Chloroquine and Nonconvulsive Status Epilepticus

right arrow Selim R. Benbadis, MD, and Paul C. Van Ness, MD

15 March 1996 | Volume 124 Issue 6 | Page 614


TO THE EDITOR:

We read with interest the report by Mulhauser and colleagues on chloroquine-induced nonconvulsive status epilepticus [1]. We agree that the clinical picture is consistent with the diagnosis of nonconvulsive status epilepticus. The segment of the electroencephalogram (EEG) shown in their report, by its strict appearance, is not diagnostic, but we agree that the dramatic resolution of the electroclinical picture with intravenous benzodiazepine provides compelling evidence for the diagnosis of status epilepticus.

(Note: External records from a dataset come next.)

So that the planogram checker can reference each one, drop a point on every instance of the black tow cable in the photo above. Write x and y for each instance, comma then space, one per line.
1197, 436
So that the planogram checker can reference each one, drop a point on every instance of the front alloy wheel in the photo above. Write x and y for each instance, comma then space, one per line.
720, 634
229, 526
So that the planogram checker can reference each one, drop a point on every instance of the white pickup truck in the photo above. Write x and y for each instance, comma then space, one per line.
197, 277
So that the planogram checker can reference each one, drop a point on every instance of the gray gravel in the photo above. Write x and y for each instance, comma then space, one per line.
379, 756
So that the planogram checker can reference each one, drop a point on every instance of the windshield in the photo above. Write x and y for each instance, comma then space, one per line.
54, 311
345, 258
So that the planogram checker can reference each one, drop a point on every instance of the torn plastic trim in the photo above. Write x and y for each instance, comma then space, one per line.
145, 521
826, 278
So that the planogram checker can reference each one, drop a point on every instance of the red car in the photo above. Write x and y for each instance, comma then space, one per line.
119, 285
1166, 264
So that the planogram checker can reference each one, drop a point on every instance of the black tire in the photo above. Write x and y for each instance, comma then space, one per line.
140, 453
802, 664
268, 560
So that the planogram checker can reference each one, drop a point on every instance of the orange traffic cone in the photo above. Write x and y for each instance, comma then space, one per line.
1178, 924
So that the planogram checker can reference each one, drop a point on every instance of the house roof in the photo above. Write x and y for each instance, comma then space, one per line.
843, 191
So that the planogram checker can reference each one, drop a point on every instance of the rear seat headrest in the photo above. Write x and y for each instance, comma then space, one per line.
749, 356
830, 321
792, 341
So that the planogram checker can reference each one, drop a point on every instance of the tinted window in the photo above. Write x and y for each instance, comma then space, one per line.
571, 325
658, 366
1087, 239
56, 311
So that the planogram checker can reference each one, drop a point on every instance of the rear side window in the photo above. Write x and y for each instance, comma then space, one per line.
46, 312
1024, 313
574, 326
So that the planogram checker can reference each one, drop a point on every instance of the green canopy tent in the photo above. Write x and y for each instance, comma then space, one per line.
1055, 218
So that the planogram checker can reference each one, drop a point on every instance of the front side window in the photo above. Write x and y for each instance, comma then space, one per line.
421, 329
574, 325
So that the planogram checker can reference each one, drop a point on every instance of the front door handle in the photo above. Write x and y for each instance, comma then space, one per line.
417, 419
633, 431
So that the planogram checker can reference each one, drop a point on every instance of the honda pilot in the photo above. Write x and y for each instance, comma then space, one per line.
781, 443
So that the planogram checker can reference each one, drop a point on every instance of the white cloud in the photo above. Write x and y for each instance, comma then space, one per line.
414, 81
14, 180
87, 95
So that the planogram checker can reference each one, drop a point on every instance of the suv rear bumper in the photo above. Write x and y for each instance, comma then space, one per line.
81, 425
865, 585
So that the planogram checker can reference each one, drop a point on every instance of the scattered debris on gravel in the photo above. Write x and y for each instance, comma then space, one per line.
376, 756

However, we dispute the authors' contention that this case represents complex partial status epilepticus. Although the picture is consistent with that diagnosis, it is more suggestive of a diagnosis of generalized nonconvulsive status epilepticus (petit mal status or spike-wave stupor) [2, 3]. Unless the EEG showed a clear focal discharge at onset (which is unlikely, given that the EEG was done late in the course of the symptoms), the diagnosis of partial status epilepticus is also unlikely. No asymmetry suggesting a focal onset can be seen in Figure 1 of Mulhauser and colleagues' letter. The EEG showed a generalized pattern with frontal predominance, as is the case in most generalized spikes or spike-wave complexes [4]. Furthermore, a generalized seizure pattern would be more consistent with the toxic cause suspected here, and "de novo" absence status has previously been associated with many toxic or metabolic abnormalities [5].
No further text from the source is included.